0:00 - Read the problem
1:30 - Drawing Explanation
9:45 - Coding Solution
leetcode 2542
#neetcode #leetcode #python
Isn't it the case that at every iteration, when you include n2 (as the min from 2nd array subsequence) then you must include n1 (as the corresponding element from 1st array) in the running sum? You can't pop n1 from the minheap; you need to remove the other k-1 elements from the heap. I would think that you shouldn't add n1 to the heap in the first place and run the heap popping loop only till the heap becomes k-1 elements big.
exactly. The leetcode test cases are week. that's why that passed. You need to remove the smallest element from n1 first. the add the current value to the sum and calculate the answer in each iteration
Ah, that's a good catch. I'm surprised it passed on leetcode. In that case I think we could have two if-statements, one to check if len(heap) == k, if so, we pop. Then outside the if-statement, we push to the heap. Then another if-statement to check if len(heap) == k, if so, we update the result.
So only a slight modification to fix the current solution, but it's a very subtle edge case. I guess thats why LC missed it.
@@mahimanzum Technically you're right. But I think it passed because NC's approach won't change the result, not due to weak test cases. If you pop the n1 you just add and still use its corresponding n2, yes it's against the rule, but since n1Sum would remain the same, and n2 is equal or smaller, it won't change res at all.

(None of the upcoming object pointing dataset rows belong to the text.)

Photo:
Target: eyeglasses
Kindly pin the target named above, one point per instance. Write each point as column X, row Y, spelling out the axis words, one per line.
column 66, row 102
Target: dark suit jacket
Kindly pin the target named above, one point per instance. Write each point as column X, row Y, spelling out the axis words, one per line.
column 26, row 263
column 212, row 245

@@user-fc9oh4kz5jes you are correct. If both the value to be added in n1 sum is smaller and we are going from big to small values for n2, although we should use these values for this specific calculations, this will be smaller than the existing answer resulting is not Changing our preexisting answer and finally being not a problem
In NC's approach, it pops the new n1 only when it's the smallest. But since it's the smallest, if we pop the heap first and take that n1 & n2 pair, n1Sum would decrease and n2 would be equal or smaller, the score won't be greater than the previous result.
That was not medium unless one has seen before. Thanks for another amazing explanation!

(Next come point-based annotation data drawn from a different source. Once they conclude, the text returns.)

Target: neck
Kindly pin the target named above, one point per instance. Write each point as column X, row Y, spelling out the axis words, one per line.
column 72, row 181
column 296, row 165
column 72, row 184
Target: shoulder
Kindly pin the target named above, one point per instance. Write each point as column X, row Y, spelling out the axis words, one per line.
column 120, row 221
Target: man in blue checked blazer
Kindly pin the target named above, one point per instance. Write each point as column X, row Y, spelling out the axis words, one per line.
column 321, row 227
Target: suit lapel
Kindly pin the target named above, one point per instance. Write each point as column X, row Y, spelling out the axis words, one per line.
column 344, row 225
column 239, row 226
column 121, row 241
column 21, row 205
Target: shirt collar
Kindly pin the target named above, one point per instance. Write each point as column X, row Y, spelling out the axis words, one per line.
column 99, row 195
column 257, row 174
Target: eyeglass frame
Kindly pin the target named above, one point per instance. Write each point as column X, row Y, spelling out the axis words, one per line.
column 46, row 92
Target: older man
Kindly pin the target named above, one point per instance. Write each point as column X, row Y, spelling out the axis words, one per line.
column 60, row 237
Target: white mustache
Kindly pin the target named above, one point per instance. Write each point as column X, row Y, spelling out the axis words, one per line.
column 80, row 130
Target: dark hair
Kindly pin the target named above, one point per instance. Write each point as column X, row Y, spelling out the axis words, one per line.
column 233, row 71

I think it's important to clarify that the nums are guaranteed to not be negative
NGL, this hurt my brain a lil bit.
You and me, both.
Thank you for posting daily challenge videos. I am just starting to do daily challenges (4-day streak so far, lets go!) and your video is a life saver.
Good luck
good video as usual. Very different question when it comes to priority queue problems.
I mistaked this problem as DP problem on my first approach. Was surprised by the solution. Thanks for uploading.

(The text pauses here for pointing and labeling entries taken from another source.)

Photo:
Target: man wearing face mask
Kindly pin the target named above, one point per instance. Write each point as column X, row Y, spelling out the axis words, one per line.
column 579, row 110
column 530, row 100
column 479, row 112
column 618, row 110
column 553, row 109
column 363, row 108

Super helpful as always mr Neet 🙏thanks you
This approach is a pure magic...
Super smart solution which is also very easy to understand thanks to you.
Where are you nowadays? Why are you not posting to this channel anymore?
great great explanation but I think your code a little bit not match what you explained in the video. should it be to pop heap and update n1sum when Len(heap) ==k ? when len(heap)>k, what if the last added element is the smallest n1 among heap elements , you popped it but still use its corresponding n2 to multiply updated n1sum...
your explanations are great
Very clear explanation. Thank you.
NGL I've watched this three times and I still do not get how this guarantees the score is maximized. 😥
wonderful explanation
I have a doubt , it can be case that you push n2 consecutive of n1 in heap but if that's the minimum and you pop it out of heap if size is greater . But in question you strictly need to consider the consecutive index.
I think what you're asking about is a case where we push a number x from the nums1 list to the heap that is the smallest of those in the heap, which pushes the size of the heap over the edge (makes its size > k). In this case that number x would be popped from the heap immediatly, effectively making the heap the same as it was before we iterated over the current pair. In turn, the n1Sum would be exactly the same as before too. Now when we go to try and maximize res we are computing the score by multiplying n1Sum by a new multiplier (the n2 that came with x in the pair) that is guaranteed to be less than or equal to the previous multiplier. If you think about it, this product cannot possibly be larger than the previous one calculated. So even though the n1Sum isn't including x and we are using the multiplier that came with x, the resulting product will never be a solution that we return in the problem.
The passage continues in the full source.